Saturday, February 1, 2014

PERINGATAN: CARA MELAWAN LUPA

Pesta Yesus Dipersembahkan di Kenisah,  2 Februari 2014
Mal.3,1-4; Ibr.2,14-18; Luk.2,22-32
Peringatan 86 Tahun Tarekat Frater BHK di Indonesia
Buka
Hari gereja memperingati pesta Yesus dipersembahkan di Bait Allah. Suatu peringatan yang mengingatkan kita bahwa kelahiran dan keharian Yesus merupakan berkat dari Allah untuk manusia. Berkat itu dipersembahkan kepada Allah. Hidup kita juga menjadi berkat dari Allah. Dalam iman yang melihat hidup kita sebagai berkat mendorong kita juga untuk menjadikan diri kita sebagai persembahan kepada Allah. Dan itu secara nyata kita tunjukan dalam jawaban kita menanggapi panggilan Allah. Persembahan diri dalam pelayanan memungkinkan kita melakukan hal-hal sederhana tetapi dengan cinta yang besar dan dengan hati penuh cinta. Persembahan diri kita kiranya menjadi terang bagi orang lain. Bersaman dengan peringatan Yesus dipersembahkan di Bait Allah kita juga bersyukur karena sejak 86 tahun silam para pendahlu kita dalam tarekat frater BHK telah membawa terang ke bumi Indonesia yang memungkinkan banyak orang mengalami kasih Tuhan.
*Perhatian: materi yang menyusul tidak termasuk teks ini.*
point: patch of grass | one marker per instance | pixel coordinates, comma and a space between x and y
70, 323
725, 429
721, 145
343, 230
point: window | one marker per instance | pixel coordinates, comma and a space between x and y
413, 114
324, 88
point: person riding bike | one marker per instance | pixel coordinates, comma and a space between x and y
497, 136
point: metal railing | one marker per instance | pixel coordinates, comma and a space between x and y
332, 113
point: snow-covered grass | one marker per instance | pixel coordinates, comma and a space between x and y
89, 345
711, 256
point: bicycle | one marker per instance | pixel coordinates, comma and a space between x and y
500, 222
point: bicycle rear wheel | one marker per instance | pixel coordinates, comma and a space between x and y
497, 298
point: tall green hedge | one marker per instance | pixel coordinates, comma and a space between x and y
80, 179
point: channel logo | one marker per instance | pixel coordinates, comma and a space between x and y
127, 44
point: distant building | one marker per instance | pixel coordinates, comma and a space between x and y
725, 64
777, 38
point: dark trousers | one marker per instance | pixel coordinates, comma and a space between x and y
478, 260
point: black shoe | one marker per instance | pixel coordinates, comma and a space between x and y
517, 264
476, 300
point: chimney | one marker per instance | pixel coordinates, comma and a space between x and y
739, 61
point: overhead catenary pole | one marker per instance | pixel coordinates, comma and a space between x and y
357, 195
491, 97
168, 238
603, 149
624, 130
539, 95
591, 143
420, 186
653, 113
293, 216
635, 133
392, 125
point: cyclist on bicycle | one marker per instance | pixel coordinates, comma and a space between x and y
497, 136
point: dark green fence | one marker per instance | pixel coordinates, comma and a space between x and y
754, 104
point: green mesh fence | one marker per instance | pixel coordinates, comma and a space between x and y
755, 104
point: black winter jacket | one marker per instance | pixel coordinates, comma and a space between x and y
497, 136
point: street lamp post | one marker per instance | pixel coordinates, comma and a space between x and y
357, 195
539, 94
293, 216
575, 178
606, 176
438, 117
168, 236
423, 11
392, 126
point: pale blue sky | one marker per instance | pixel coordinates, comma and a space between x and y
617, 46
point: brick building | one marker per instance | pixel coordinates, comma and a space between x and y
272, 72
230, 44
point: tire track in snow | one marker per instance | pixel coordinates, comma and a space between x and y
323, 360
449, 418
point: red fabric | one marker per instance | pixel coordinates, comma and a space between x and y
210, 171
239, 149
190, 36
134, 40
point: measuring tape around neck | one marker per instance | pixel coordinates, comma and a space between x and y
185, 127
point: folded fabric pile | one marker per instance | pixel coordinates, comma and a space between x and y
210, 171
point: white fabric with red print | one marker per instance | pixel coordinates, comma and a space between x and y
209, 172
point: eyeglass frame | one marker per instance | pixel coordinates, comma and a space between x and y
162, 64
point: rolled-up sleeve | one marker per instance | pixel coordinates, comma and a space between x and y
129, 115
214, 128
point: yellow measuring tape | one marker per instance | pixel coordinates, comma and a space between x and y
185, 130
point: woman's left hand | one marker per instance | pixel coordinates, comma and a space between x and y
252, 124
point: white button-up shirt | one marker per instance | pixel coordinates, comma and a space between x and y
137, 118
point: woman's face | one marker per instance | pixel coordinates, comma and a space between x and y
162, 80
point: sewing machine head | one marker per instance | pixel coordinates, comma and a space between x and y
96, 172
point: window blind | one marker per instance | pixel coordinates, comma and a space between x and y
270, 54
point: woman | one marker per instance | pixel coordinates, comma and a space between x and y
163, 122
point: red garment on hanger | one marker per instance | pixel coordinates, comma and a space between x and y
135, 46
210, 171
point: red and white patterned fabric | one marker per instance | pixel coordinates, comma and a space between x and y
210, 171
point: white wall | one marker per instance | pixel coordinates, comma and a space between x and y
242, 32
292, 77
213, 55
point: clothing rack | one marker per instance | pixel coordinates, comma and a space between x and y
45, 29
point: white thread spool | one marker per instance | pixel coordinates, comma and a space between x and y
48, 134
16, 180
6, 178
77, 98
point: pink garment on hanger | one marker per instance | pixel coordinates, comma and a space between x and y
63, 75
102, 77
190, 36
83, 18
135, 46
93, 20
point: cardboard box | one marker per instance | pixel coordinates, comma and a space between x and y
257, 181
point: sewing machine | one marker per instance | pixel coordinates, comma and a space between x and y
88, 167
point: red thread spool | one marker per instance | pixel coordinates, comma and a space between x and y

Kita berdoa semoga semangat dan cinta yang telah diperkenalkan sejak 86 tahun silam oleh perintis awal terus mewarnai karya para frater BHK ke depannya.
Renungan
Mengawali renungan ini, saya mengajak para frater sekalian untuk mencermati beberapa hal atau kenyataan berikut ini. (1) Di halaman depan rumah Induk ini ada sebuah monumen berupa patung Bunda Hati Kudus dan di bawahnya ada tulisan “Peringatan: Kapitel Umum Pertama di Indonesia. Kongregasi Frater Bunda Hati Kudus-BHK, Malang, 9-21 Oktober 2000. Fr.MWilfied van der Poll, BHK Pemimpin Umum, Fr.Paulini B.C da Silva, BHK Wakil, Fr.Maria Leo Rultenberg, BHK Anggota/Sekertaris) (2) Di salah satu sudut lorong komunitas DPU Oro-oro Dowo ada prasasti berisi tentang perpindahan pusat generalat frater BHK dari Belanda ke Indonesia. (3) Dua tahun lalu saat mengikuti misa ulang tahun SMAK Frateran ada acara peresmian gua Maria di SMAK Frateran yang ditandai dengan penandatanganan prasasti yang ditempatkan dekat gua Maria. (4) Saat kita mengikuti rekoleksi di komunitas Novisiat, Frater Yasintus selalu menyisipkan ajakan untuk para frater agar bahan-bahan yang dipresentasikannya bisa dikumpulkan menjadi buku (5) Mengakhiri aneka kegiatan perlombaan di Yayasan Mardi Wiyata, para juara biasanya diberi piala dan piagam penghargaan. (6) Ketika saya menghadiri acara pernikahan seorang teman di Blitar, saya diberi sebuah cangkir yang bertuliskan kalimat indah tentang perkawinan, nama pasangan dan tanggal akad nikah mereka. (7) Hari ini kita merayakan ekaristi untuk satu ujud yaitu peringatan 86 tahun Tarekat Frater BHK masuk ke Indonesia.  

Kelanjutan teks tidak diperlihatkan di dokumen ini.